A return to the draft is a very bad idea whose time passed with the world wars, Korea and Vietnam. These wars were tragically wasteful because in large measure they were fought with drafted soldiers.

Drafted soldiers are far more likely to die in combat than long-service professionals. Military leaders know from painful experience that it takes years to produce a fully competent combat soldier. They also know that older soldiers live longer in combat. Drafting teenagers and committing them to combat within only a year of enlistment will create an Army of amateurs. Our Army in particular has a sad history of committing to battle men who are too young and inexperienced to have much hope of surviving against a hardened and skillful enemy.

Drafted units can be kept together for only a short time and invariably march to war as random collections of strangers. Our soldiers performed so superbly in Iraq because they were seasoned. Good soldiers, like good wine, can be produced only with careful cultivation and patient aging. Unfortunately, amateur armies learn to fight only by fighting. Inevitably, the cost of that education is too horrific for the American people to bear.

James Inhofe --Republican Senator from Oklahoma

I think I'm the only member of the Senate Armed Services Committee who would reinstate the draft. There are huge social benefits that come from it. I can assure you I would not be in the U.S. Senate today if I had not gone through the draft. When I look at the problems of some of our kids in America nowadays and then I go visit the troops, I see what a great benefit it is to give people the opportunity to serve their country.

I was drafted into the Army in January 1957 and served two years as an enlisted man. I gained a new outlook on life through the rigors of basic training. The military can have a more intense influence on soldiers when they are drafted and have no choice. I developed a sense of patriotism through the experience of serving my country. I'm not on a crusade, but I think today's youth could use more of that type of discipline.

Louis Caldera --Former Secretary of the Army, 1998-2001, now president of the University of New Mexico

Talk about reinstating the draft is more about nostalgia for a time when military service was perceived to be a near universal and often beneficial rite of passage for young men in our country than it is about keeping our military at full strength. Given the success of the all-volunteer force in manning today's smaller and more highly skilled military, a return to a large, general draft is neither necessary nor desirable for maintaining U.S. military effectiveness.

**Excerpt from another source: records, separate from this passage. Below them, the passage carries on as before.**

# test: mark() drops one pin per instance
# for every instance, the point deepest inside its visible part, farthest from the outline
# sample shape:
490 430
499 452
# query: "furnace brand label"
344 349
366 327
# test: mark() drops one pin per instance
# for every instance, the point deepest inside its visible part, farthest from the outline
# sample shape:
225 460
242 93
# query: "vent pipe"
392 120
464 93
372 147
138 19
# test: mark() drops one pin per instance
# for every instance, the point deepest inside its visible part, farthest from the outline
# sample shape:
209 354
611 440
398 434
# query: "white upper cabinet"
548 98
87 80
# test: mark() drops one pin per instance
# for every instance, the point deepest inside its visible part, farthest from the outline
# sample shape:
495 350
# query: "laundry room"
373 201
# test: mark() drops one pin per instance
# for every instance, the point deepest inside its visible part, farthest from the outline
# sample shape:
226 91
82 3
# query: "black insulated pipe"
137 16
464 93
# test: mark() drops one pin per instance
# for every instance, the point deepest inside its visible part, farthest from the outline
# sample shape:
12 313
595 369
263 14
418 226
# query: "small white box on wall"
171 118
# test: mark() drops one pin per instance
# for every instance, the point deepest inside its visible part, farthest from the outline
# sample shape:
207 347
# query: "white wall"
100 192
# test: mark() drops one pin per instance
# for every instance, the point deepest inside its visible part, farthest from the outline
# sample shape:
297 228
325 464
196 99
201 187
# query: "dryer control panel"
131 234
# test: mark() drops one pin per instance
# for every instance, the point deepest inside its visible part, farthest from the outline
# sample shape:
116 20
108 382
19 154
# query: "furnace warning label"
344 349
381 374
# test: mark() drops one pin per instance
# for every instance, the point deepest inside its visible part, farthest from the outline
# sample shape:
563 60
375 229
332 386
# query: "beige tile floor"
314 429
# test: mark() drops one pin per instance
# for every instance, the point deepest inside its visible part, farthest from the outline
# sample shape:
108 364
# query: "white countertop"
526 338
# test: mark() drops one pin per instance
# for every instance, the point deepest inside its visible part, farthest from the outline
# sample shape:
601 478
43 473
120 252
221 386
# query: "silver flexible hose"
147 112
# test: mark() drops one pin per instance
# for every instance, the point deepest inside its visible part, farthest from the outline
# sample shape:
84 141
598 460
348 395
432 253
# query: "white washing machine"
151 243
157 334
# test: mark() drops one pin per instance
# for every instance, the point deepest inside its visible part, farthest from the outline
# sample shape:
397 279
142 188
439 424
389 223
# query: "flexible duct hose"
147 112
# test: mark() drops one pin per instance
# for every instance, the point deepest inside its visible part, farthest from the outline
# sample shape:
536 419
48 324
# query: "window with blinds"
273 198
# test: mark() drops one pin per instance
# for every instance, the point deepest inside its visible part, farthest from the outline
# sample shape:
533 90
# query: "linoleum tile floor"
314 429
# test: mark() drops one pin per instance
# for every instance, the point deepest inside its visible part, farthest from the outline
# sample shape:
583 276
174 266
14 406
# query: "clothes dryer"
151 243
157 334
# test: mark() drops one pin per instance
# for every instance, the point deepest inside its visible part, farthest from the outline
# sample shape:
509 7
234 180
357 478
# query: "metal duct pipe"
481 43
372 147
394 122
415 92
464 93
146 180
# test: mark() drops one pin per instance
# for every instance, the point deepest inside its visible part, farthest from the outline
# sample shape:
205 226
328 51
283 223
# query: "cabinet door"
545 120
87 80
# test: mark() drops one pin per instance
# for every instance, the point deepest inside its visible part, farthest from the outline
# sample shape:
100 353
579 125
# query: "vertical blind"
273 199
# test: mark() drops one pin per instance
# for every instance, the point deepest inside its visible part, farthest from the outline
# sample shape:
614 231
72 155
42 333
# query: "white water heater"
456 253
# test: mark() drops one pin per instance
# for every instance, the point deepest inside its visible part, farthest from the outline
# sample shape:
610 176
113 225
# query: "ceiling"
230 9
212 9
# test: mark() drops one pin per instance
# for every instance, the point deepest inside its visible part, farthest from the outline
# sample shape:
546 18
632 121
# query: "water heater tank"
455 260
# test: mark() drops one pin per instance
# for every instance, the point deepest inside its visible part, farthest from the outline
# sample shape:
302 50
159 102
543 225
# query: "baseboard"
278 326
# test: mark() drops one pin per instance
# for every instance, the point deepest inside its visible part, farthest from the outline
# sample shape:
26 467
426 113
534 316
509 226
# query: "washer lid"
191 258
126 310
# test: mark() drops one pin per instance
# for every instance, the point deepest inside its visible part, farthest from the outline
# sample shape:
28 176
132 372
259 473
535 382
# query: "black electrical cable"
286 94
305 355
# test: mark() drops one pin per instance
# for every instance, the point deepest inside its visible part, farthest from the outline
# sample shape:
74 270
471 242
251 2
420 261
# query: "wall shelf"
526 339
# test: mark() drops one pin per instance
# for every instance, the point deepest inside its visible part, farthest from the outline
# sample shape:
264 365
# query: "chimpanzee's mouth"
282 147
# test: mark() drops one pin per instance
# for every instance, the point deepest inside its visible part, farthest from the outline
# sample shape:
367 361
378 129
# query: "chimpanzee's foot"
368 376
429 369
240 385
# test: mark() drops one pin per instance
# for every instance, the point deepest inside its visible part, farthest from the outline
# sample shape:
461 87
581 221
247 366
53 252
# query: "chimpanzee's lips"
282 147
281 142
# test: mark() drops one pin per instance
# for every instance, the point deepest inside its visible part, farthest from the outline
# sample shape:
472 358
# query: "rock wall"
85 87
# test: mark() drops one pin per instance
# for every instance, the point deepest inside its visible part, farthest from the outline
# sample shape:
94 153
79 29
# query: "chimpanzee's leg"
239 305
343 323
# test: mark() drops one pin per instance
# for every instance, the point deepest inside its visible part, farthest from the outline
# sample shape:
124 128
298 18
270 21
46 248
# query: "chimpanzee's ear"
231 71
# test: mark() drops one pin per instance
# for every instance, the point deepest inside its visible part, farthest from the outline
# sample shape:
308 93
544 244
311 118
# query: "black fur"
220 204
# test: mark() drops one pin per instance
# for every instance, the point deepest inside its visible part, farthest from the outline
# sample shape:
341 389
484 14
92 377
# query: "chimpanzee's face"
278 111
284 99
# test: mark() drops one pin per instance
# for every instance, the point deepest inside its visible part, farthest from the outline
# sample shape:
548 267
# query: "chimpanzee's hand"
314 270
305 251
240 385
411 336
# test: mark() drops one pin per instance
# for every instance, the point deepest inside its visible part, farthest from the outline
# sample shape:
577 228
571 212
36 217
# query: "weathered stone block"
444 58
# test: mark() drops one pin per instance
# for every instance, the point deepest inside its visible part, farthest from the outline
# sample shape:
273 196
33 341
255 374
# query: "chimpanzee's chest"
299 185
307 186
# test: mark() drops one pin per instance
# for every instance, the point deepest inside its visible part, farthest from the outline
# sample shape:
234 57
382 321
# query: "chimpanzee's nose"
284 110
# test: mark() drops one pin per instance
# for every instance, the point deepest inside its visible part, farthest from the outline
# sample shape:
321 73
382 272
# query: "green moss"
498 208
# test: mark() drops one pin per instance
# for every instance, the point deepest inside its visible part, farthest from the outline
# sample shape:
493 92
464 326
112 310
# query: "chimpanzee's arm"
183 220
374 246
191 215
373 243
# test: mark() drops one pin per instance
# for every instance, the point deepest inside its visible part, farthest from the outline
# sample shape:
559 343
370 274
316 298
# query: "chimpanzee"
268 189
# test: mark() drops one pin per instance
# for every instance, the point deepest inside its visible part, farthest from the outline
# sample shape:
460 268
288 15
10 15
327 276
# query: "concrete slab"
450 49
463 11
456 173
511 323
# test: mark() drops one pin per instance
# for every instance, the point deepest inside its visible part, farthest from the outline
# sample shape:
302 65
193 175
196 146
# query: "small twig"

Worries about whether the military can attract enough recruits are unfounded. Unless the U.S. is going to prohibit anyone from volunteering or being recruited and only swear in draftees, the number of slots that would need to be filled by a draft would be very small indeed. How fair would any draft be that asked only a few thousand high school graduates out of the millions of eligible men and women to serve each year? Attempts to reinstate the draft could tear the nation apart for zero gain--and possibly a net degradation in military effectiveness.

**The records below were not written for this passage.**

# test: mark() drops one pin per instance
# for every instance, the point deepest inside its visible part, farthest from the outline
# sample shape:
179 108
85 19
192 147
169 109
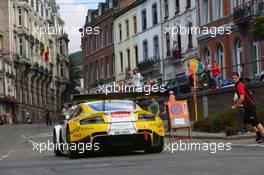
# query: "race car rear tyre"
155 149
57 149
72 154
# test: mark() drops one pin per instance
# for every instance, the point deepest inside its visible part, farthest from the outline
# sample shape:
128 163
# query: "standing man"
48 118
246 99
218 76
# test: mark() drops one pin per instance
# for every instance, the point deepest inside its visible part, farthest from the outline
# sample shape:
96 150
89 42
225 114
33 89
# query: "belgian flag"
46 53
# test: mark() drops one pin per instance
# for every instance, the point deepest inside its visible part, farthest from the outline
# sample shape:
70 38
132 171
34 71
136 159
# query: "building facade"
179 44
236 51
98 47
32 84
138 40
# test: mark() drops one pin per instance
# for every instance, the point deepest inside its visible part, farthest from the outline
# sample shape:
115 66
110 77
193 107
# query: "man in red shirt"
246 99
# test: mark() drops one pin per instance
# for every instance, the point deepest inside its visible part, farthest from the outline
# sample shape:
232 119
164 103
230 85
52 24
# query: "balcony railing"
148 65
247 10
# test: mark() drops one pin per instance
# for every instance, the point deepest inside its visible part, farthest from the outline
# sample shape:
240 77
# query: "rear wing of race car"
134 96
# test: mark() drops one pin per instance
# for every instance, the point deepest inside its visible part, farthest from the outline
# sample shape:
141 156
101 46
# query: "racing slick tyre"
57 146
72 154
155 149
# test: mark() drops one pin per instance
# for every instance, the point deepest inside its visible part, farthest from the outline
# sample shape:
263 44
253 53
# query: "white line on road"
248 145
46 134
99 165
28 139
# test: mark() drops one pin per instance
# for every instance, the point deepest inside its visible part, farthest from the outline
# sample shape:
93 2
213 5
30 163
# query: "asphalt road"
18 158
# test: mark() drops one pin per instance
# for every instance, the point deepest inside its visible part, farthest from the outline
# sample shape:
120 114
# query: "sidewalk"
204 135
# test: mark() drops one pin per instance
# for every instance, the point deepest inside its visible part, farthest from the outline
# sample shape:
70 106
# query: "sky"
74 12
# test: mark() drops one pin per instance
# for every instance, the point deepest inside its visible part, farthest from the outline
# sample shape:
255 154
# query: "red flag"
46 53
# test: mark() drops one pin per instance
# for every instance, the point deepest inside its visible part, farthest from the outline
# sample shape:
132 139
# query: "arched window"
238 56
220 55
207 54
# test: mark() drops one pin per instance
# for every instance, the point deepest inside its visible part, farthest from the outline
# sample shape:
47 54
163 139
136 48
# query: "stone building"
98 46
31 83
236 50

Instead of honoring the diverse Americans serving in the ranks today, draft supporters devalue their patriotism and commitment. They fail to acknowledge that today's all-volunteer military recruits only motivated, trainable people who, by definition, have other options but who choose to stay in the military because they find satisfaction in serving their country. What draft supporters should be asking is, How can we challenge every young American to ask "Whose responsibility is it to serve if not mine?"